Temos trabalhado fundamental na epidemiologia perinatal. Ou seja, tentar perceber as circunstâncias que otimizam as potencialidades no momento em que se nasce. Sabemos que quanto mais protegido for o nascimento, mais protegido vai ser todo o percurso de vida. Não é determinismo no sentido genético, mas há influências muito importantes que às vezes são difíceis de ultrapassar. Hoje sabemos que as condições sociais, as relações entre as pessoas, a forma como se organiza o dia a dia, a violência interpessoal não tem só mazelas, como consequências de natureza dita psicológica. Também encontramos marcadores biológicos nessa adversidade. Dou um exemplo com um dos nossos trabalhos. Se pegarmos em meninos que seguimos ao longo de anos, em relação aos quais os pais têm uma postura disciplinarmente mais negociada, e depois comparamos com meninos cujos pais têm uma atitude disciplinar mais tensa, mais violenta, os primeiros têm muito menos sinais biológicos de inflamação do que os segundos. A saúde pública mostra isto há mais de 200 anos. O médico francês Louis Villarmé fez a lei do trabalho infantil. Na altura foi um escândalo. Os industriais do tempo — 1850 — diziam que era inaceitável que os miúdos com oito anos não fossem trabalhar. Esquecemo-nos que a nossa esperança de vida subiu muito, não por deixarmos de morrer quando somos velhos, mas por deixarmos de morrer quando somos novos. O grande ganho da sociedade portuguesa na esperança de vida é que em vez de morrermos 50 por mil no nascimento, como nos anos 60, passámos a morrer apenas três em cada mil.

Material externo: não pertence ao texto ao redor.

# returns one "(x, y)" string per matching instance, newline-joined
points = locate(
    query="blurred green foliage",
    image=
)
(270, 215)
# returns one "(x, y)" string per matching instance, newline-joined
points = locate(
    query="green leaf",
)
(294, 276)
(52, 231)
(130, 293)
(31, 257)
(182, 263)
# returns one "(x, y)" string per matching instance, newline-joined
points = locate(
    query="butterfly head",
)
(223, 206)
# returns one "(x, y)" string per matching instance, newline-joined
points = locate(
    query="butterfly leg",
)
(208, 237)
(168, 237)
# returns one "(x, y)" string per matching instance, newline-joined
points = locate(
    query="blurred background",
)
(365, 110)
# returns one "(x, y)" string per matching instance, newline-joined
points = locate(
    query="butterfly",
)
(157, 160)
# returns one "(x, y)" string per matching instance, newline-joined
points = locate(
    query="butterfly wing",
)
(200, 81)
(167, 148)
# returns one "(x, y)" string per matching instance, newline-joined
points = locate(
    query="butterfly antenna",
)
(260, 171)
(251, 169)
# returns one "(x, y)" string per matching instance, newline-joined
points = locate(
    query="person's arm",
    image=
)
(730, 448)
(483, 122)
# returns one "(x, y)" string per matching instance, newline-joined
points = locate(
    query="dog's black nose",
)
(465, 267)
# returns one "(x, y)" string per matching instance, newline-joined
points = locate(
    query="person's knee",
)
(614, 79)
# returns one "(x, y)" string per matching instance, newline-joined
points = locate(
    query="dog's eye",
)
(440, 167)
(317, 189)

Os vossos trabalhos são usados pelos poderes públicos?

São reconhecidos como relevantes. Os nossos pares citam-nos, mas desgraçadamente temos uma forma de decidir em Portugal que é pouco baseada no conhecimento e na ciência. É dramático como é pouco utilizada a ciência de qualidade que fazemos. Há um grande número de trabalhos europeus dos quais somos responsáveis, e é entristecedor vermos como as autoridades de saúde nos diferentes países utilizam essa informação, enquanto aqui nunca somos contactados.